The hospital has been certified for 268 beds, but that total counts some double-occupancy rooms, said Rowan Medical Center President Gary Blabon. Because the hospital prefers not to double-bunk patients in rooms, the actual capacity is 220, Blabon said. Normally, the number of occupied beds hovers around 160 and, while the facility has seen higher-than-usual occupancy numbers lately, the number of flu cases is declining. Any empty beds could be needed for people who become seriously ill from coronavirus.
Though there have been nationwide concerns about testing, Novant Health Rowan Medical Center and some doctor’s offices in the county now have the ability to test patients for coronavirus, which has symptoms that include fever, cough and shortness of breath. Those symptoms are thought to appear between two and 14 days after exposure, according to the Centers for Disease Control. COVID-19 is a disease caused by a specific type of coronavirus that’s been named SARS-CoV-2.
As of Tuesday night, there had been 38 samples collected in Rowan County for COVID-19 tests, the majority of which were collected by Rowan Medical Center, said Rowan County Emergency Services Division Chief TJ Brown. A small number came from local doctors offices, which have the ability to collect samples from patients and send them to private laboratories such as LabCorp.

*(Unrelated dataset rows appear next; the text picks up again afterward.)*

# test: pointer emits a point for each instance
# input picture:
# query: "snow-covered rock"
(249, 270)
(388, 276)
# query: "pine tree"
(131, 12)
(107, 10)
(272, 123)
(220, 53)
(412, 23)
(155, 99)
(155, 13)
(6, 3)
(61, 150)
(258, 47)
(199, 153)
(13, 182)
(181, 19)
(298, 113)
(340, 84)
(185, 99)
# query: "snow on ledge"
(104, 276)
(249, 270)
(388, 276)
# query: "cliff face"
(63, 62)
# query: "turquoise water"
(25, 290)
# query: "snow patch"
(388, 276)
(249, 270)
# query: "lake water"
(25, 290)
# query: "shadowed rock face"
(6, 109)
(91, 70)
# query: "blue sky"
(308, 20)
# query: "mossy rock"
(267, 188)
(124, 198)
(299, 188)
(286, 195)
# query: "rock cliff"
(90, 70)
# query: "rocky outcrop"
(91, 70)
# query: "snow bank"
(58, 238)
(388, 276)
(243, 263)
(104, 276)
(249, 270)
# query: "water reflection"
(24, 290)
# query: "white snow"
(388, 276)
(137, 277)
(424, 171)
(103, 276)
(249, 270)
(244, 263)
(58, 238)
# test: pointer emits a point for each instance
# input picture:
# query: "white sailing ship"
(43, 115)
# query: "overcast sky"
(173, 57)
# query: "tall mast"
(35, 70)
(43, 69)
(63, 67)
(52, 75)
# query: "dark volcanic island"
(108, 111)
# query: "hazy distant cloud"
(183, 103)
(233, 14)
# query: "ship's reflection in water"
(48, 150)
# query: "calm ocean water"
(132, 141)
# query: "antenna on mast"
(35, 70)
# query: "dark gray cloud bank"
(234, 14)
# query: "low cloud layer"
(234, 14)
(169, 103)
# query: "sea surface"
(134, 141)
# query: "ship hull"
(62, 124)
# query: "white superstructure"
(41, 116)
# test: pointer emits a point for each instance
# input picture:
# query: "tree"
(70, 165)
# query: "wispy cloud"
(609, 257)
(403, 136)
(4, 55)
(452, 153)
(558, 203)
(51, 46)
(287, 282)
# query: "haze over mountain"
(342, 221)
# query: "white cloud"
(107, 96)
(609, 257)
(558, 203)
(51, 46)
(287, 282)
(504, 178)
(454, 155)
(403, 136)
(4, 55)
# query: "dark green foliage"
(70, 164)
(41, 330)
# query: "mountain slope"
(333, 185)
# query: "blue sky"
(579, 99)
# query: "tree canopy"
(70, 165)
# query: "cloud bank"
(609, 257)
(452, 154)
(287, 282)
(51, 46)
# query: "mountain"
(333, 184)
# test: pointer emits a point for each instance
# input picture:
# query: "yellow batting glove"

None of the samples have returned positive test results, but Ramey and others say they expect to see local cases as more people are tested.
Expected to operational by end of day Wednesday, hospital staff in mobile unit placed outside of the emergency department will collect samples from patients to send to private labs. The unit has capacity for three patients at a time, and Ramey said an additional screening area would be set up near the mobile unit to check symptoms and ask questions to patients. The unit is not for people with severe symptoms, who will be escorted into the emergency department, Trahey said.
Those who are tested at the mobile unit, which will be used during the busiest hospital hours, will return home with an instruction sheet until test results are ready, Trahey said. Those tested will be told whether results are positive or negative.
“Remember, there are other things people may have that are not related to COVID-19,” Trahey said. “There may be people who don’t need testing at all and just need reassurance, and they can be evaluated and sent home.”
Importantly, Ramey said, avoiding large crowds and practice social distancing, staying 6 feet away from others, doesn’t mean isolation.
“Is it OK to go out and water your lawn and talk to your neighbor in the yard? Yes,” she said. “Of course, social distancing means that we try to stay 3 to 6 feet apart … but it’s totally not lock yourself in your house and don’t come out.”